# Advanced INF Install Could not locate "\DirectX.inf"



## **__** (May 24, 2004)

I'm running an old IBM Thinkpad600 with WIN98SE, and I started getting the following message on startup," *Advanced INF Install* Error: could not locate INF file "\DirectX.inf'.

[I have already tried uninstalling and re-installing direct x to fix the issue, but the message still persists.]

The message started after I installed the WIN98SE option pack from majorgeeks.com. After I installed the option pack, I then got some installation errors for the IE6 upgrade and Windows Media Player 9. These error messages were also labeled as "Advanced INF Install", but the message said, "Error setting an LDID to " ". After I click OK, the DirectX upgrade from the option pack seemed to install without issues and I didn't get any errors. After the option pack installation, I rebooted the system and that's when I began getting the " *Advanced INF Install* Error: could not locate INF file "\DirectX.inf'." message on startup.

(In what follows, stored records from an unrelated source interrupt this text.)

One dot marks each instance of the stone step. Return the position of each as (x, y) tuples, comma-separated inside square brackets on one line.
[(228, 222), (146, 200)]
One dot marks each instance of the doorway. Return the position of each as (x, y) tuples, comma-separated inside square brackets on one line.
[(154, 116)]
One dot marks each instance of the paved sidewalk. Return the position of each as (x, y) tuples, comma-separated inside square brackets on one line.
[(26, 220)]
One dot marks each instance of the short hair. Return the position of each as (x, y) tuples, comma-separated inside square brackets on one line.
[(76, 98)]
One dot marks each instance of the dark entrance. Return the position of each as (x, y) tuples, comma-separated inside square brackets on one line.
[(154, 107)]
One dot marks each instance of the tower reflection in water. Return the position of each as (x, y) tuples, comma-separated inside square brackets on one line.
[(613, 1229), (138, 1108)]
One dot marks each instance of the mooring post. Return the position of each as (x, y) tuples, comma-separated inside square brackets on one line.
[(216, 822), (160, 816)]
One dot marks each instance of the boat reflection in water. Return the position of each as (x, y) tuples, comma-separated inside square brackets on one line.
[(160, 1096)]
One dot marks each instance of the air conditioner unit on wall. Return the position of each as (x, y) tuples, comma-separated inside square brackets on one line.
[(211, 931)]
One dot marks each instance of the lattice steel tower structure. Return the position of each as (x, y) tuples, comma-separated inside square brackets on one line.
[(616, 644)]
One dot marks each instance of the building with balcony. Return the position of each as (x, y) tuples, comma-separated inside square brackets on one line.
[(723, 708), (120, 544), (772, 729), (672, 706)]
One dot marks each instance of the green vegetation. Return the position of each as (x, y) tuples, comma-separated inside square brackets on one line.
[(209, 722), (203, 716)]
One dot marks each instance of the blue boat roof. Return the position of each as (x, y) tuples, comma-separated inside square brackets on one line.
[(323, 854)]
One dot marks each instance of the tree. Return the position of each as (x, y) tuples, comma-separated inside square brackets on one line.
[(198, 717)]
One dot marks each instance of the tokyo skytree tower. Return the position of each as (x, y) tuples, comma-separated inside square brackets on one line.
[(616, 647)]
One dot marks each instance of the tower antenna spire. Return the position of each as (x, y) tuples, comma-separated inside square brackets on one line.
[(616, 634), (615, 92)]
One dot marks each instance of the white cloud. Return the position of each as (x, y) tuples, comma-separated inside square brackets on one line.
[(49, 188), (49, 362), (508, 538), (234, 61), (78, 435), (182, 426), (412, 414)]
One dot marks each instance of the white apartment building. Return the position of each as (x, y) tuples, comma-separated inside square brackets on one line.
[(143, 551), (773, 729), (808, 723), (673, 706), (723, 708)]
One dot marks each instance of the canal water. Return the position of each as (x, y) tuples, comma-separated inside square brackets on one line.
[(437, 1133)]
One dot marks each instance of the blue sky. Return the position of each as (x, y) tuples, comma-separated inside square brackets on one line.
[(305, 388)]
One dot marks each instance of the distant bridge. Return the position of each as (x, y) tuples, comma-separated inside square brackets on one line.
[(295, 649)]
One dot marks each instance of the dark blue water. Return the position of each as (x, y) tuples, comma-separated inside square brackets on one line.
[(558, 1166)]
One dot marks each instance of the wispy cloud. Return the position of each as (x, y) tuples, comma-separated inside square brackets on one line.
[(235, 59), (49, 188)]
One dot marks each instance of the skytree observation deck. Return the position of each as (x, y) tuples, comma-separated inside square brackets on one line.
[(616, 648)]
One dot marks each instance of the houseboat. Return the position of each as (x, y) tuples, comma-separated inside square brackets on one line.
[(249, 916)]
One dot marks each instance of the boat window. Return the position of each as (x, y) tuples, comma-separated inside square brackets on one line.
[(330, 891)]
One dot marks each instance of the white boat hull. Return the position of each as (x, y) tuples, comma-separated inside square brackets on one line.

I'm not sure what this error message means and why the error box is labeled as "Advanced INF Install", but if anyone knows how I can fix this, your response would greatly be appreciated. I'm sure the message is related to the installation of the option pack since I got the "Advanced INF Install" error during installation, but I don't know why it is still popping up?

Thanks.


----------



## blues_harp28 (Jan 9, 2005)

The Unofficial Windows 98se Service Pack not been written and supplied by Microsoft, does come with some caveats and a disclaimer that can be read at majorgeeks and elsewhere.
I think that you will find that it has only operating system updates and not updates for DirectX or Media player - IE etc.
In the days past, I could never get it to run correctly as it interfered with the existing 98se installation files and overwrote the very files that you are talking about - IE6 and Media player.
Not an answer to your question I know but good luck.


----------